LA PERCEPTION DES ADOS SUR LES MÉDIAS

LA PERCEPTION DES ADOS SUR LES MÉDIAS

AVEC INÈS BARARH ET IMANE BOUHGUEM

Le Lycée Français d’Agadir prévoit chaque année une plongée découverte en entreprise pour les collégiens de 3ème. Fin novembre, nous avons reçu Inès et Imane chez Azigzao, l’occasion pour elles de plancher à la préparation de cet article, et pour nous, de connaître la perception des médias chez les ados. Intéressées par les matières linguistiques pour leur bagage culturel et par le domaine commercial pour leur avenir, les jeunes filles sont, à l’image de leur génération, au courant des tendances connectées. La bonne surprise, c’est qu’Inès et Imane ne se laissent pas impressionner par les tonnes d’infos que brasse internet chaque jour. Inès : « Facebook est plutôt une application qui transmet des informations mondiales assez rapidement mais qui sont, bien souvent, des « fake news ». Les vraies informations sont généralement confirmées par le journal télévisé. »

UNE QUESTION DE CONFIANCE

S’ils ont grandi à l’ère d’internet, les jeunes d’aujourd’hui ne lui accordent pas une confiance aveugle. Imane : « J’ai plus confiance en la télévision et la presse. Derrière, il y a une grande organisation pour recueillir des preuves avant de faire paraître une information. Les réseaux sociaux ne cherchent pas à savoir si une info est vraie ou fausse avant de la diffuser. » Inès : « À la télévision et dans la presse, ce sont de vrais journalistes qui présentent les faits avec reportages à l’appui et ces informations sont diffusées dans un cadre légal, même si nous ne sommes pas à l’abri de failles. Autre surprise, sur leur préférence de lecture, on constate que le livre papier séduit encore les jeunes. Inès : « J’aime lire des romans qui s’inspirent de faits réels, notamment des magazines qui me permettent de m’informer sur mon pays ou ma ville. De préférence sur papier. »

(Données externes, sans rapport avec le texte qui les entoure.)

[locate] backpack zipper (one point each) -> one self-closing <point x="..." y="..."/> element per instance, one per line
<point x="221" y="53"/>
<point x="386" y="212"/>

QUEL AVENIR POUR L’INFORMATION ?

Comment les jeunes filles imaginent-elles l’avenir des métiers de l’information ? Sur ce point, les avis sont partagés. Imane : « J’imagine que, dans l’avenir, les métiers de l’information auront encore de l’importance car les personnes savent très bien que les réseaux sociaux ne sont pas fiables, alors que les métiers de l’information le sont ; ce sont des sources sur lesquelles nous pouvons compter pour l’avenir. » Inès, quant à elle, porte un tout autre regard : « Je pense que dans un futur proche, les métiers de l’information, comme les journalistes ou autres, disparaîtront à cause des réseaux sociaux qui transmettront plus d’informations et plus rapidement qu’eux ; certainement que plusieurs informations sur le net seront truquées ou faussées. » Enfin, toutes deux pensent que notre ville Agadir a tout à gagner à renforcer sa présence sur le net via les sites et réseaux sociaux.